For its part, Valkyrie discusses its Tron trust with a document chock full of platitudes, buzzwords and paragraphs lifted verbatim from Tron’s own website.
“The TRON network completed full decentralization in Dec 2021 and is now a community-governed DAO,” the April 2022 document, which carries Valkyrie’s logo, declared as it parroted language seen on Tron.network in January. At least seven sections of the document appear to be taken directly from other sources without citing them.
Though he wouldn’t discuss Valkyrie’s clients, CIO McClurg confirmed that Valkyrie has a partnership with Tron.
“I’ve known Justin for many years.
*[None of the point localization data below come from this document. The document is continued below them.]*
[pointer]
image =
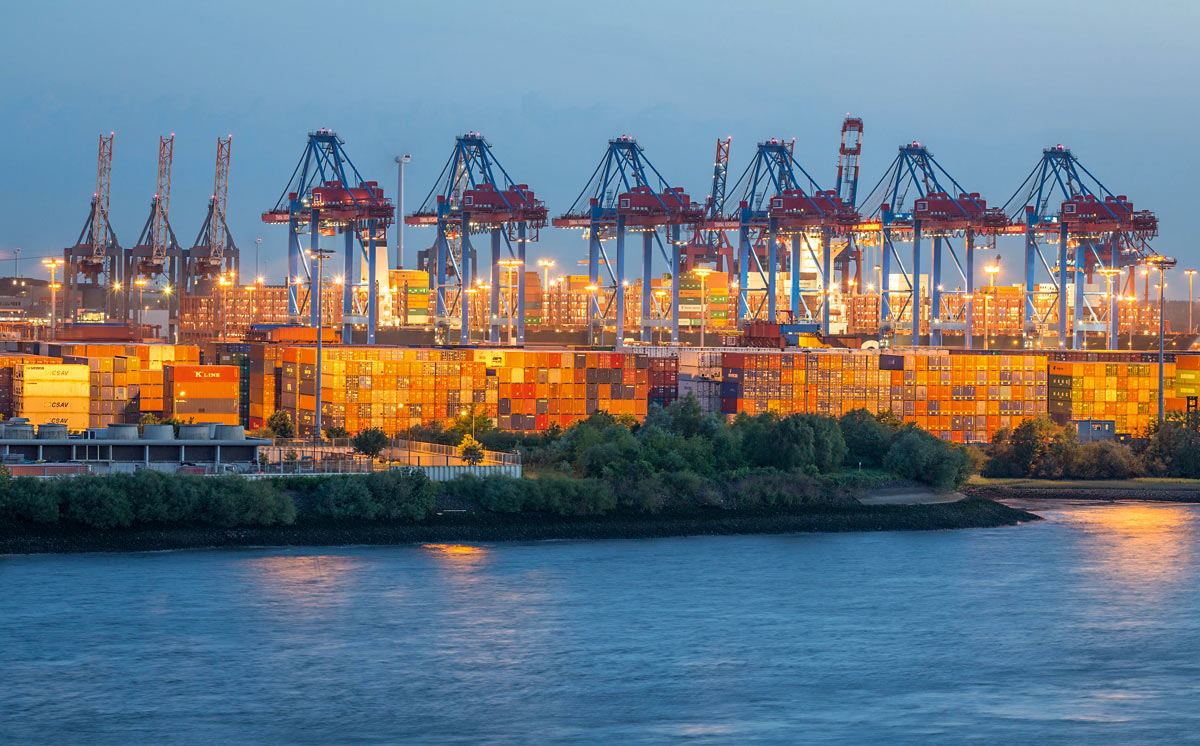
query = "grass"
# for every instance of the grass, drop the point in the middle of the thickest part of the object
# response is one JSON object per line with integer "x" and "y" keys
{"x": 1127, "y": 485}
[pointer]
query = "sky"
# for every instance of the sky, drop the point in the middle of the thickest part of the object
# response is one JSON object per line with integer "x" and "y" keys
{"x": 984, "y": 85}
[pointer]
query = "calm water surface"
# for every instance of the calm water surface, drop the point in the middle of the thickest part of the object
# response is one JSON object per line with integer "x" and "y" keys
{"x": 1083, "y": 629}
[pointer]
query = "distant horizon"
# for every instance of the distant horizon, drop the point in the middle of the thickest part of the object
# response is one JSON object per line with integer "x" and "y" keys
{"x": 987, "y": 108}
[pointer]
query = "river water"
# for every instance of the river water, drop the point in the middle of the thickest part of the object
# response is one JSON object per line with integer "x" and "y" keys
{"x": 1081, "y": 629}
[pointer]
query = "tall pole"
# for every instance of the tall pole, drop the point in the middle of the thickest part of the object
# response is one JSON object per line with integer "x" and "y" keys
{"x": 400, "y": 209}
{"x": 1162, "y": 294}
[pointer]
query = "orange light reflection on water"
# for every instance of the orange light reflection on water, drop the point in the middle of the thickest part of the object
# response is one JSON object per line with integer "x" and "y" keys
{"x": 1139, "y": 546}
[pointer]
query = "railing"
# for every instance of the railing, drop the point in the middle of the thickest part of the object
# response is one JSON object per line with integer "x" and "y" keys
{"x": 399, "y": 451}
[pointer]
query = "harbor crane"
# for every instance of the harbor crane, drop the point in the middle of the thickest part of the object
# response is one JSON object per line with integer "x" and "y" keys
{"x": 325, "y": 196}
{"x": 475, "y": 194}
{"x": 96, "y": 259}
{"x": 627, "y": 193}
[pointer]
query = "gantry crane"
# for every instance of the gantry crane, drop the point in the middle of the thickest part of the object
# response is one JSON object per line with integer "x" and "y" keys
{"x": 156, "y": 253}
{"x": 712, "y": 245}
{"x": 96, "y": 258}
{"x": 469, "y": 199}
{"x": 214, "y": 253}
{"x": 621, "y": 197}
{"x": 846, "y": 187}
{"x": 917, "y": 197}
{"x": 1061, "y": 203}
{"x": 319, "y": 200}
{"x": 781, "y": 203}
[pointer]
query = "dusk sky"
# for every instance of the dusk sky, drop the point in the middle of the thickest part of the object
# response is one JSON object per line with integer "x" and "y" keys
{"x": 985, "y": 85}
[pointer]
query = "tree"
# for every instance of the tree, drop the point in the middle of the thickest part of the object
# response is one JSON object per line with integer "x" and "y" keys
{"x": 472, "y": 422}
{"x": 281, "y": 426}
{"x": 370, "y": 441}
{"x": 471, "y": 451}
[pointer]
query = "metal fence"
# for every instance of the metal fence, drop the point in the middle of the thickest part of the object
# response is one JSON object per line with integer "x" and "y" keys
{"x": 399, "y": 452}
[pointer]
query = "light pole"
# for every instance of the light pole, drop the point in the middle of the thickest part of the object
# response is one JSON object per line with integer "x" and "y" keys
{"x": 225, "y": 306}
{"x": 53, "y": 264}
{"x": 141, "y": 283}
{"x": 1163, "y": 263}
{"x": 993, "y": 270}
{"x": 702, "y": 272}
{"x": 545, "y": 264}
{"x": 1114, "y": 324}
{"x": 400, "y": 209}
{"x": 321, "y": 253}
{"x": 1191, "y": 275}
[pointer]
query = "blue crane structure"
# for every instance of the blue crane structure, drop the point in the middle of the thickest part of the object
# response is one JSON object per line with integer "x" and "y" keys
{"x": 327, "y": 196}
{"x": 1062, "y": 205}
{"x": 847, "y": 191}
{"x": 156, "y": 253}
{"x": 96, "y": 258}
{"x": 619, "y": 197}
{"x": 214, "y": 252}
{"x": 712, "y": 245}
{"x": 474, "y": 194}
{"x": 917, "y": 197}
{"x": 775, "y": 208}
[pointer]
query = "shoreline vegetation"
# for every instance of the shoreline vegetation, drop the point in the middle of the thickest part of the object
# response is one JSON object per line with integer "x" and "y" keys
{"x": 678, "y": 473}
{"x": 487, "y": 528}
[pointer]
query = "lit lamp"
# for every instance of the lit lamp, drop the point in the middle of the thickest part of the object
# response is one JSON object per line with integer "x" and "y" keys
{"x": 993, "y": 270}
{"x": 1163, "y": 264}
{"x": 702, "y": 272}
{"x": 53, "y": 264}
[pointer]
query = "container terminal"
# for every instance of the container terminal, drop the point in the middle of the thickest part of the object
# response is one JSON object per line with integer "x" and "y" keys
{"x": 769, "y": 295}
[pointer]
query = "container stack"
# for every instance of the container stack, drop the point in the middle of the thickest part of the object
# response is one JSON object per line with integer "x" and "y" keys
{"x": 964, "y": 397}
{"x": 52, "y": 393}
{"x": 202, "y": 393}
{"x": 1116, "y": 386}
{"x": 664, "y": 380}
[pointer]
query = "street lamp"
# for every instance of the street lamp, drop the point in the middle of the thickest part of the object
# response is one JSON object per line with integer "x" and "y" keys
{"x": 225, "y": 282}
{"x": 993, "y": 270}
{"x": 53, "y": 264}
{"x": 1191, "y": 275}
{"x": 507, "y": 287}
{"x": 1114, "y": 324}
{"x": 141, "y": 283}
{"x": 702, "y": 272}
{"x": 1163, "y": 264}
{"x": 400, "y": 209}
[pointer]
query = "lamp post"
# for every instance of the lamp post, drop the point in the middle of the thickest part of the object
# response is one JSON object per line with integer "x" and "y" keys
{"x": 400, "y": 209}
{"x": 225, "y": 282}
{"x": 321, "y": 253}
{"x": 1114, "y": 324}
{"x": 545, "y": 264}
{"x": 993, "y": 270}
{"x": 1191, "y": 275}
{"x": 53, "y": 264}
{"x": 507, "y": 288}
{"x": 141, "y": 283}
{"x": 702, "y": 272}
{"x": 1163, "y": 264}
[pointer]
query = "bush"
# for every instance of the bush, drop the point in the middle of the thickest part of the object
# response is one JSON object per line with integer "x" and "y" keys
{"x": 916, "y": 455}
{"x": 1105, "y": 459}
{"x": 370, "y": 441}
{"x": 865, "y": 438}
{"x": 469, "y": 451}
{"x": 148, "y": 498}
{"x": 280, "y": 423}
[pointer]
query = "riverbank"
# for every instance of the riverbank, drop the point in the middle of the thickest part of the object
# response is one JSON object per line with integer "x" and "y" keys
{"x": 453, "y": 528}
{"x": 1149, "y": 488}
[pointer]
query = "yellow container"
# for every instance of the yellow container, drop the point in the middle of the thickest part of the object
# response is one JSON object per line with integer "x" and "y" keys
{"x": 53, "y": 372}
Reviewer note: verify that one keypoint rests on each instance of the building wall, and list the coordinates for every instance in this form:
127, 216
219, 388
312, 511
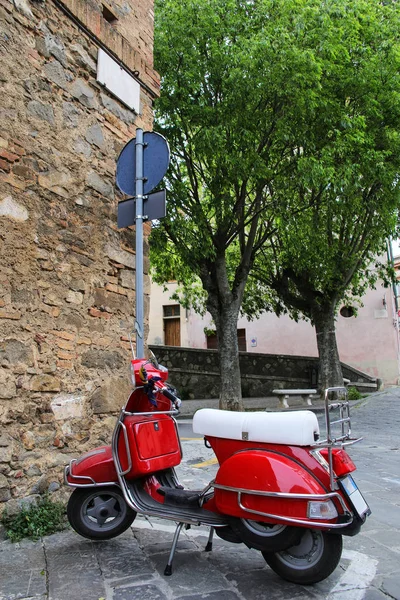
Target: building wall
368, 342
67, 289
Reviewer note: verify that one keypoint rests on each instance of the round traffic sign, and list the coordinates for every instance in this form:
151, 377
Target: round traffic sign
155, 163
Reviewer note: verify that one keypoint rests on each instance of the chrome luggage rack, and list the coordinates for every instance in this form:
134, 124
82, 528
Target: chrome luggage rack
338, 432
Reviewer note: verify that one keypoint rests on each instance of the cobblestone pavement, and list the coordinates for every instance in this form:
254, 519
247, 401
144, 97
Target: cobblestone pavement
65, 566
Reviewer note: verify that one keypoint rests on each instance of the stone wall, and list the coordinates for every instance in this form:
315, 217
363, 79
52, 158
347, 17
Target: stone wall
195, 372
67, 280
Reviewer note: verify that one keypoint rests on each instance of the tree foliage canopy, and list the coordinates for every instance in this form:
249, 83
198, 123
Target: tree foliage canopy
283, 121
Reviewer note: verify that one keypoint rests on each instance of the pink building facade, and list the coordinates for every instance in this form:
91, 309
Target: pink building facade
368, 341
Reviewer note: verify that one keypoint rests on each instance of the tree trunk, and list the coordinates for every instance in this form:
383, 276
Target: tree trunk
330, 369
230, 397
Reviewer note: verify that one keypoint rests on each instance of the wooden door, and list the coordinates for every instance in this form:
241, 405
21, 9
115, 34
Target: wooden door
172, 332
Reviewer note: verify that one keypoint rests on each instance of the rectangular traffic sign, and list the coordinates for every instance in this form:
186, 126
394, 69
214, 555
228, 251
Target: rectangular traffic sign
154, 207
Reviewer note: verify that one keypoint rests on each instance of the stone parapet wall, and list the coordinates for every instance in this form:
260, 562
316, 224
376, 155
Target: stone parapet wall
67, 278
195, 372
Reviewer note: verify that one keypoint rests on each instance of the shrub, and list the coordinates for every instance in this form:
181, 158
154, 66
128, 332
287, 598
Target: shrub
35, 521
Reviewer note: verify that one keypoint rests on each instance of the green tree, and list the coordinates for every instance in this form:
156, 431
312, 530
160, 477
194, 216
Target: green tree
262, 103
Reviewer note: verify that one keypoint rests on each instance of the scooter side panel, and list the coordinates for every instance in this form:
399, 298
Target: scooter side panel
153, 445
96, 466
264, 471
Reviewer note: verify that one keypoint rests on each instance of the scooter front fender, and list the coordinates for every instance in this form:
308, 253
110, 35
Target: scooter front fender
245, 479
92, 468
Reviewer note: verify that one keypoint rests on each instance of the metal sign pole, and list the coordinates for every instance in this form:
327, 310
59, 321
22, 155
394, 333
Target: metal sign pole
139, 325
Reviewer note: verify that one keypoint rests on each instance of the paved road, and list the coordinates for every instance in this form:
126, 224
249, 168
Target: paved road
67, 567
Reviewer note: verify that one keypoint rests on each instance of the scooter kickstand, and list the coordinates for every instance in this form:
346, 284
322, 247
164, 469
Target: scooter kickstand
209, 543
168, 568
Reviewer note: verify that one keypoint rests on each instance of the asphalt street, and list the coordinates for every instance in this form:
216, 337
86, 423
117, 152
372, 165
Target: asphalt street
65, 566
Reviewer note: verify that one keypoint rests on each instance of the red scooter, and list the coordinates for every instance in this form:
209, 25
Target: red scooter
279, 488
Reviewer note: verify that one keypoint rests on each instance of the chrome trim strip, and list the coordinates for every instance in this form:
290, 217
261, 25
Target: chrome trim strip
289, 496
154, 412
93, 483
293, 520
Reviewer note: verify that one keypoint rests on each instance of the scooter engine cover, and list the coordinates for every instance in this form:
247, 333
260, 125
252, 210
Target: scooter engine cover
263, 471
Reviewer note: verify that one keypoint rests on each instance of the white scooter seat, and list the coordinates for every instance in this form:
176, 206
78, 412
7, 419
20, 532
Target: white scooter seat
297, 428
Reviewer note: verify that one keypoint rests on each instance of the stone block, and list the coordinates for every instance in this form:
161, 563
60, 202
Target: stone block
6, 453
111, 396
128, 279
82, 147
74, 297
45, 383
22, 6
68, 406
8, 388
120, 256
101, 186
55, 73
100, 359
59, 182
94, 135
16, 352
13, 210
82, 92
41, 111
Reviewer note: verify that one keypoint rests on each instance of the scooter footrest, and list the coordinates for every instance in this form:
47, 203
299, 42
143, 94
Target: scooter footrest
180, 497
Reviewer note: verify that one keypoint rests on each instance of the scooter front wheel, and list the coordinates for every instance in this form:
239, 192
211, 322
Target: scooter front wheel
99, 513
313, 559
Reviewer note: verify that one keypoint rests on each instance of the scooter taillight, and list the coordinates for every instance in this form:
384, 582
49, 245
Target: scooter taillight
341, 461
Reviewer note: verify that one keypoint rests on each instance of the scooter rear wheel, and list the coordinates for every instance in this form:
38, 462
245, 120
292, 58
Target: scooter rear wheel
313, 559
99, 513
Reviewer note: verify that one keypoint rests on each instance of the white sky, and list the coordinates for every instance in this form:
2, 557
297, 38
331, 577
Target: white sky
396, 248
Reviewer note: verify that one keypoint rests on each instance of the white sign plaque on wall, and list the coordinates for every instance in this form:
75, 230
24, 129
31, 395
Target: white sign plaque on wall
122, 85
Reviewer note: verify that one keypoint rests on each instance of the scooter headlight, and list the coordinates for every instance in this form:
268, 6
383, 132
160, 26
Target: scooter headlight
322, 510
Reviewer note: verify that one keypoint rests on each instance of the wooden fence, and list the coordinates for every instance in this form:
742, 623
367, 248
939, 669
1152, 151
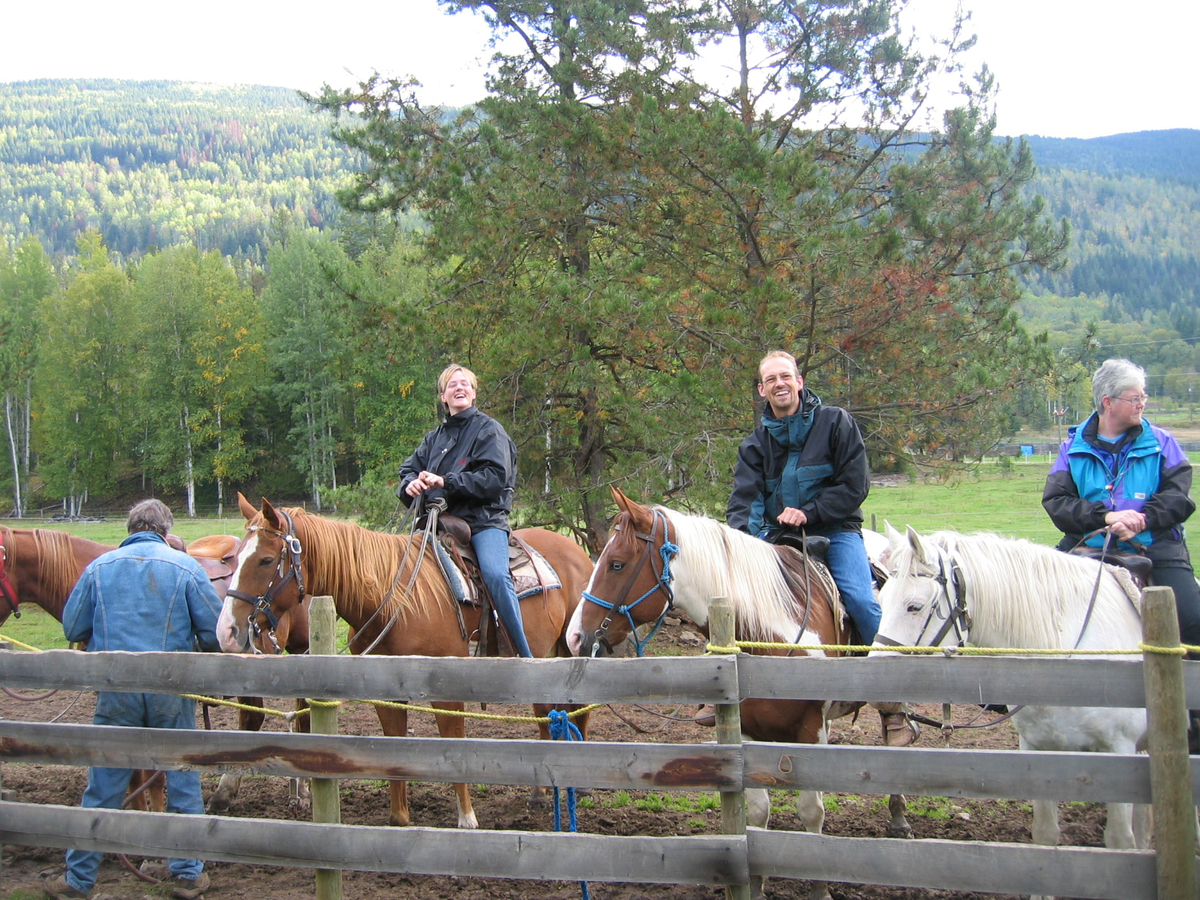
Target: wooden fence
727, 859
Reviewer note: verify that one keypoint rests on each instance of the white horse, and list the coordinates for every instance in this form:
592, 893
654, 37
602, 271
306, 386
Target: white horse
947, 587
658, 559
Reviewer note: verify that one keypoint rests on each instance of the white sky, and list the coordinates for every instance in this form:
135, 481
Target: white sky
1065, 67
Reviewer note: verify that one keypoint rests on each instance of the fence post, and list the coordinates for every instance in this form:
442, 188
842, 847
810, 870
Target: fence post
1170, 774
729, 731
327, 805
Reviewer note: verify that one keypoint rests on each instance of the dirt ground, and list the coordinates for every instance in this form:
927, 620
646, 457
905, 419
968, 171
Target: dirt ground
505, 808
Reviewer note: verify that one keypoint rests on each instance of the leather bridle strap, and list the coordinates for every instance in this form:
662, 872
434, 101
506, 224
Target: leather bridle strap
291, 552
6, 589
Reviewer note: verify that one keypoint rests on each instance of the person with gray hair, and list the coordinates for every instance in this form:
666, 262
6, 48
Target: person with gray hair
144, 595
1121, 480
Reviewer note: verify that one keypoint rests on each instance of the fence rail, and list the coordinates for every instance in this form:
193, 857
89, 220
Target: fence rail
718, 859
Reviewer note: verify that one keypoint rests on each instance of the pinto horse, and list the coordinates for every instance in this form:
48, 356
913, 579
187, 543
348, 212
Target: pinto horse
947, 587
40, 565
658, 558
289, 553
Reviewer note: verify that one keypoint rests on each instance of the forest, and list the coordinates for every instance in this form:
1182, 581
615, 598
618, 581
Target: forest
207, 289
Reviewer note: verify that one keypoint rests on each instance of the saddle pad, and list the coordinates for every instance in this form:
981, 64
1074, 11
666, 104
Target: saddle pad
526, 575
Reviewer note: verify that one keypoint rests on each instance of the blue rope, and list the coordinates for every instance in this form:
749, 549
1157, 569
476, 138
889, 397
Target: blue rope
563, 729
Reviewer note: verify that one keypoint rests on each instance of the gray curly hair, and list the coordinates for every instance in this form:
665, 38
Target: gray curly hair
150, 516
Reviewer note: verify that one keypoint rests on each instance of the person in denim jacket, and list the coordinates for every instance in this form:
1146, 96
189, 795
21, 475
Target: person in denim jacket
144, 595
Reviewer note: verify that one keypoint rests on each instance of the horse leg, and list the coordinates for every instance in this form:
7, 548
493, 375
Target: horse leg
810, 808
899, 826
1045, 829
1119, 831
395, 724
454, 726
300, 789
227, 787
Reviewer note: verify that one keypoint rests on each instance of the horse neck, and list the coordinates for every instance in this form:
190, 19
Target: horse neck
47, 565
718, 561
1024, 595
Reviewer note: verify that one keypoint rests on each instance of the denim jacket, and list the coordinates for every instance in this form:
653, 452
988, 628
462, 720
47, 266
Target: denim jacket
143, 597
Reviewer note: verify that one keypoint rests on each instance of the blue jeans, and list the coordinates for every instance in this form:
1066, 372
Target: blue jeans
851, 571
491, 547
107, 787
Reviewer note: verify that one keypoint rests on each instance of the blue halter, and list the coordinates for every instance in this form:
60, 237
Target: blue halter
663, 582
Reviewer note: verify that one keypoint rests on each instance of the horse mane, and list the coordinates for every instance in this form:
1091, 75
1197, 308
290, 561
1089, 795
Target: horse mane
1029, 592
55, 563
358, 567
718, 561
We had representatives on the Tron hackathon, we’ve got strategic partnerships with them” and other protocols, he said.
The partnership has seen Valkyrie toy with creating trusts for one Sun-linked token that two other asset managers, who requested anonymity, said they would never touch: BitTorrent, software for sharing – or pirating – files. Tron bought BitTorrent for $120 million in 2018 and promptly launched a BTT token to incentivize users.
Valkyrie signaled its intent to create a BTT trust with an August 2022 fact sheet and U.S. Securities and Exchange Commission filing in October. McClurg said Valkyrie didn’t move forward with the fund because of the rocky crypto market.
Valkyrie’s own finances have been battered by the crashing markets. In recent days it fired 30% of its staff in response to “a thorough review of asset growth.” It also lost its biggest investor in an earlier funding round.
Still, McClurg said Valkyrie is soldiering on.
“The company’s in a good position. Despite the crypto winter we're growing again,” he said.